Is Givat HaMatos such a big deal? Not in Washington
On Thursday, I reported on Prime Minister Netanyahu's reaction to the Obama administration going ballistic again over construction in 'east' Jerusalem. If you thought the article I blogged there was over the top, please consider this one from Haaretz's Barak Ravid.
The latest quandary embarrassed Netanyahu. It destroyed his last shreds of credibility and gave a strange, almost ridiculous twist to his speech at the UN and his statement to Obama about integrating the moderate Arab states in the peace process. The new, strategic idea he had brought up now seemed like another one of his spins.
President Obama and his senior advisers go nuts every time they hear the word settlement. They see Israel’s international isolation deepening and the Palestinians advancing a unilateral move in the Security Council, while they have to deal every Monday and Thursday with crises produced by settlements.
“How do such things help me to help you?” Obama asked Netanyahu. Obama and his aides cannot understand how Netanyahu thinks he could advance relations with the moderate Arab states as long as construction in the settlements continues.
“Those moves not only poison the atmosphere with the Palestinians, but also with those Arab states Netanyahu said he wants to build relations with,” said White House Press Secretary Josh Earnest, shortly after Obama’s meeting with Netanyahu.
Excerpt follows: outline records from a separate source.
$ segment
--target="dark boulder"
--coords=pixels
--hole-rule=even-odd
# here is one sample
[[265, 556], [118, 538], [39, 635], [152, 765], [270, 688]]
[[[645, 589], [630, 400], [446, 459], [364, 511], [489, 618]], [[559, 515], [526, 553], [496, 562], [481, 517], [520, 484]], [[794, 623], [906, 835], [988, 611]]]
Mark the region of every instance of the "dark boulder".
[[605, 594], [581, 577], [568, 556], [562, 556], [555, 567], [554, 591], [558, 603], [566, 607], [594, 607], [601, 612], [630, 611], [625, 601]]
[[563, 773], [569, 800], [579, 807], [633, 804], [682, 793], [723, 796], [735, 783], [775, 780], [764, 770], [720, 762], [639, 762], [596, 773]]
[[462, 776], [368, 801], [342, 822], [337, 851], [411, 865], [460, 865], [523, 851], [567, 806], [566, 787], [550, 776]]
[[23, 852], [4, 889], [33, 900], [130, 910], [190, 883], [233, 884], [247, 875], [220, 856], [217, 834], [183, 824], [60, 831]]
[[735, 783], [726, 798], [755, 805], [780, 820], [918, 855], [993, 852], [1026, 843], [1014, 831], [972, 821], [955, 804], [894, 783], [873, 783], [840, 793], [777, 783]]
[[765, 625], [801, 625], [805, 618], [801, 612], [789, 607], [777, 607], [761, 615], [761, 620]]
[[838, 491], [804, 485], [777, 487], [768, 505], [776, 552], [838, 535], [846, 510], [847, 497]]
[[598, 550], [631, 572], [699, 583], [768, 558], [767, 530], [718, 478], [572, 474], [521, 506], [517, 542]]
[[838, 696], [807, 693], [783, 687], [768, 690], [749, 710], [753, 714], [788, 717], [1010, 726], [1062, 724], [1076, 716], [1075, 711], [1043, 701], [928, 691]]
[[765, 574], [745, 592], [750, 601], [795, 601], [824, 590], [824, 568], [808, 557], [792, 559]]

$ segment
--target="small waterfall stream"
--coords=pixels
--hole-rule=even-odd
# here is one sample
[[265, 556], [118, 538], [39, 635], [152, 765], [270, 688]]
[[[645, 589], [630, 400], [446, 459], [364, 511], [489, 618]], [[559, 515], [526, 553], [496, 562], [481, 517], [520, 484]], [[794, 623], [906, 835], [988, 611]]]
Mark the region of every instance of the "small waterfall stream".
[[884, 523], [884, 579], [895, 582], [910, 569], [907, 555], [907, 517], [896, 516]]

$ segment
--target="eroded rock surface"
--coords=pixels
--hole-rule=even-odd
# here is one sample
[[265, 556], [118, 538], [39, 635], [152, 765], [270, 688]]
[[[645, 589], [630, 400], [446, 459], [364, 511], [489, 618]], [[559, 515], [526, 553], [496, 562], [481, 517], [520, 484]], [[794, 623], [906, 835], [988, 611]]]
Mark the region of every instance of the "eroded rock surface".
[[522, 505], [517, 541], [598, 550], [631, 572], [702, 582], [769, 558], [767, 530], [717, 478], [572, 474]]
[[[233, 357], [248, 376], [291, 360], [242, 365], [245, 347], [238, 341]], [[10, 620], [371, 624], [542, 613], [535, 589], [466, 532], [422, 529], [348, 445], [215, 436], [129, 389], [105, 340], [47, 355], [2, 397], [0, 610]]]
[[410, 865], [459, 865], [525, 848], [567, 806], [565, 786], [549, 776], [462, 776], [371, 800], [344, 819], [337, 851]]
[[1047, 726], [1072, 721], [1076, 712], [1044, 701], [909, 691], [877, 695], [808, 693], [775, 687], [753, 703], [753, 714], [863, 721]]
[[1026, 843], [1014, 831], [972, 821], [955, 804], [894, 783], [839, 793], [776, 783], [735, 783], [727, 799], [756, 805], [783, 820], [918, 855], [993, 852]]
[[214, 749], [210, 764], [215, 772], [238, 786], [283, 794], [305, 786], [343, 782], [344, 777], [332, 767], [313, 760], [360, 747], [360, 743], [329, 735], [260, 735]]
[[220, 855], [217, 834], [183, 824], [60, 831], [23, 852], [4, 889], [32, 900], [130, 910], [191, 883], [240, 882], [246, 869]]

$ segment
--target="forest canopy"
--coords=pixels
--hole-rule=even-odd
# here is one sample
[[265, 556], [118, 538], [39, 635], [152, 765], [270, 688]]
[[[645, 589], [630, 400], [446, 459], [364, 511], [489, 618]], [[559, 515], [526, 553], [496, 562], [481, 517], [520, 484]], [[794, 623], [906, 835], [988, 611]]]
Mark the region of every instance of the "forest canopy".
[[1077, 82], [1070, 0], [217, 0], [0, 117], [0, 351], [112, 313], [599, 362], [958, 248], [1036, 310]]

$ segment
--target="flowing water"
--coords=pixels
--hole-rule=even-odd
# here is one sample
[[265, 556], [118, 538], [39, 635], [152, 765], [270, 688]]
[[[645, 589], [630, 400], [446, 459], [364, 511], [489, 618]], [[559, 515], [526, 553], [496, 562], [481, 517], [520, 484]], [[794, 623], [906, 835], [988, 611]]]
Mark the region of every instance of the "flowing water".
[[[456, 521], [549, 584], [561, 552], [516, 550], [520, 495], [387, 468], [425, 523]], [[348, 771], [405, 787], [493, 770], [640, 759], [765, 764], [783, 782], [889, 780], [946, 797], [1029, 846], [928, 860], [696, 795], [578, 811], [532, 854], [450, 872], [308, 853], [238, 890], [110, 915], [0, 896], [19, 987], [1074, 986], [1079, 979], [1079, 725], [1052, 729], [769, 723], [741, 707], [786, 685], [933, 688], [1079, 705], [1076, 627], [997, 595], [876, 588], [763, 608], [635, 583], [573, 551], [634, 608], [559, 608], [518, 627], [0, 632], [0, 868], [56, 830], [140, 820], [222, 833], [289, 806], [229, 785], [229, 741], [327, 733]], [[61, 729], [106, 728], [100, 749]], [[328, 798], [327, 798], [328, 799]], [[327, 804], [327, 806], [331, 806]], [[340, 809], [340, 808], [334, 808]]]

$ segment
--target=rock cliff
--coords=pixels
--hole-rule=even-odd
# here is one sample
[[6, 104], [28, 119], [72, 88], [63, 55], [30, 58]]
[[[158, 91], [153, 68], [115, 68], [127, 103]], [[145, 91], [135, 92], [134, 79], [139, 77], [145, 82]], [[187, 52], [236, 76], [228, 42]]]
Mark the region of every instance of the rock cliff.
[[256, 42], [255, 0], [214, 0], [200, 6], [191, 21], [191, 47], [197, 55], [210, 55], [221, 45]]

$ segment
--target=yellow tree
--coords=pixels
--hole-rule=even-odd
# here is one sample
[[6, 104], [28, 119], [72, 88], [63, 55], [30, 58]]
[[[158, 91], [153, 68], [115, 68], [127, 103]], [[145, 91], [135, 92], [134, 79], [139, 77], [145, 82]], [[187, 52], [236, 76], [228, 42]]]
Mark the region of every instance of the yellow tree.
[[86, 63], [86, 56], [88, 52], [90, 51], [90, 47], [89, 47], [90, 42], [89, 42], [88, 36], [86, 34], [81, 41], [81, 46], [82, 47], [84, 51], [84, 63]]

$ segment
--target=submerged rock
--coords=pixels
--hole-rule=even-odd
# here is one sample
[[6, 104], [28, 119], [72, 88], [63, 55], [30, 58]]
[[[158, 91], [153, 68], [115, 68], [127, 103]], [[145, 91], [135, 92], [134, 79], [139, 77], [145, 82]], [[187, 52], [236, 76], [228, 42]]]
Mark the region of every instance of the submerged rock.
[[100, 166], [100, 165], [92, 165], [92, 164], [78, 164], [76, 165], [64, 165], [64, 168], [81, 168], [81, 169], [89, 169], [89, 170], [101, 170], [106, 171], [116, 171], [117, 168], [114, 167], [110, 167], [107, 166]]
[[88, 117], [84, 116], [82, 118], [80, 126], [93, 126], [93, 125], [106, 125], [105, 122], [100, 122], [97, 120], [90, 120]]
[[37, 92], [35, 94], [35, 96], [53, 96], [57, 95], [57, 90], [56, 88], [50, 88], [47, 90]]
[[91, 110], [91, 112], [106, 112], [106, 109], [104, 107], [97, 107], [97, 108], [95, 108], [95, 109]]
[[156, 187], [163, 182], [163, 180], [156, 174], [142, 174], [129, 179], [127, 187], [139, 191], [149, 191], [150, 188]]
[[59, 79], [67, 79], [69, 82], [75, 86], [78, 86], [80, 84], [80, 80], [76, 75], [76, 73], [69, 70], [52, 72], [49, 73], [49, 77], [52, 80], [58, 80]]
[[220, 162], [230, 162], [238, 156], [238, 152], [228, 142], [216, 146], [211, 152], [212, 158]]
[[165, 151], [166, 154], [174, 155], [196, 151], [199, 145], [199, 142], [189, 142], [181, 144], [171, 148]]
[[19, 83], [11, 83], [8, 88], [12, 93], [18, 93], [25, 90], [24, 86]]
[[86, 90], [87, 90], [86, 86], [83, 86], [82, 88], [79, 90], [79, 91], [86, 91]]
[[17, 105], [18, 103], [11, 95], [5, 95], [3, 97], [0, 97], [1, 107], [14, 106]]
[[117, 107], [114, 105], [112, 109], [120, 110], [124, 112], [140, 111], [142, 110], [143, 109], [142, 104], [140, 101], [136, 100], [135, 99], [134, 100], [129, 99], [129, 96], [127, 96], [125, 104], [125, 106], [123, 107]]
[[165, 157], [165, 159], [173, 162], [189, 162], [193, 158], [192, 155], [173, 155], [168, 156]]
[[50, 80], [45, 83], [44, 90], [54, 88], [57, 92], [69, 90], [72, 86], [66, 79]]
At his meeting with reporters, Netanyahu rejected Earnest’s criticism, but did not attack Obama harshly or personally. He used diplomatic clichés to downplay the fiasco. “The tones weren’t loud,” he said. “The conversation was good and open. I highly appreciate the president’s attentiveness.”
But it was clear Obama did not invite Netanyahu to stay for lunch, preferring instead to dine alone with Vice President Joe Biden. One can only guess who those two gossiped about.But Times of Israel's Rebecca Shimoni Stoil, who unlike Ravid lives in Washington, says it's no big deal.
For all the strong language in the Washington statements, according to insiders here, the administration is not interested in turning the issue of Israel’s plans to build some 2,600 units on the southeast Jerusalem hillside into a full-blown crisis.